On the wall outside she disabled the emergency call button and drew out a coin from her pocket. It was a two-pence piece with a tiny blob of Blu-Tack on one side, which she pressed into the peephole with her thumb.
She walked swiftly away, hearing the pounding of Henry’s fists and feet on the cell door, and the muted sound of his shouts.
Daniels listened
to the story told by Miriam of an affair and the man she loved embroiled in a situation from which he was futilely trying to extract himself. Of scams involving hugely expensive heavy plant such as excavators, crushers and screeners, of running illegal immigrants through Portsea docks and of the toll of it all weighing heavily on Tom Salter.
‘I don’t know the ins and outs of it,’ she insisted (even though Daniels suspected she knew much more than she was divulging and would need a real serious interview). ‘I just know bits of it – snippets – and can only piece them together.’
‘I get it,’ Daniels said. ‘Look, me, you and this young lady need to spend quite some time together.’ She smiled at Amira, who, in halting English, had told her some of the horrors she had endured in a bid for supposed freedom in the UK. She’d been raped and beaten – and it seemed that Tom Salter had seen all this by just looking into her eyes, and he’d stepped in and saved her from the rest of her life, for which she would be forever grateful. ‘We need to get somewhere safe and secure and really talk about things. I will need statements from you both.’
‘I understand,’ Miriam said.
Daniels was already thinking that these two females should be taken over to Lancashire and housed at the constabulary training centre, where they would be safe. ‘I need to call my boss first.’ She stood up and went to the front door into the garden. Her hand was shaking as she speed-dialled Henry’s number and waited for the connection. Frustratingly, it went straight to voicemail. She shook her phone crossly, tried again and got the same result.
‘Bugger.’
Back in the house, the three women were sitting subdued around the dining-room table.
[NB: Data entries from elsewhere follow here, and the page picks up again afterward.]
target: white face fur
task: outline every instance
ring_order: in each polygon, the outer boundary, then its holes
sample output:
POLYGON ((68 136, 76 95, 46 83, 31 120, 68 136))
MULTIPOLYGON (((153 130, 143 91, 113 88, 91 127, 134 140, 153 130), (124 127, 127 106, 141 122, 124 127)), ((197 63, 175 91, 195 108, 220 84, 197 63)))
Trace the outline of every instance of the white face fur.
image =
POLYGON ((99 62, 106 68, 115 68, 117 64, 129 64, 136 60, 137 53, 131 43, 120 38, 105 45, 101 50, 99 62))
‘I can’t get through to him,’ Daniels explained. She was about to tell them to hold tight while she went to get Henry – until something dawned on her in a flash. She stopped talking and looked at Miriam.
‘You said something to me earlier, about when you last saw Tom that day, when he left you.’
Miriam waited.
‘Unless I misheard, you told me he took his phones with him. Phones, not phone. Did he have more than one mobile phone?’
‘Yes, he always had two – one work, one personal – which I don’t think his wife knew about.’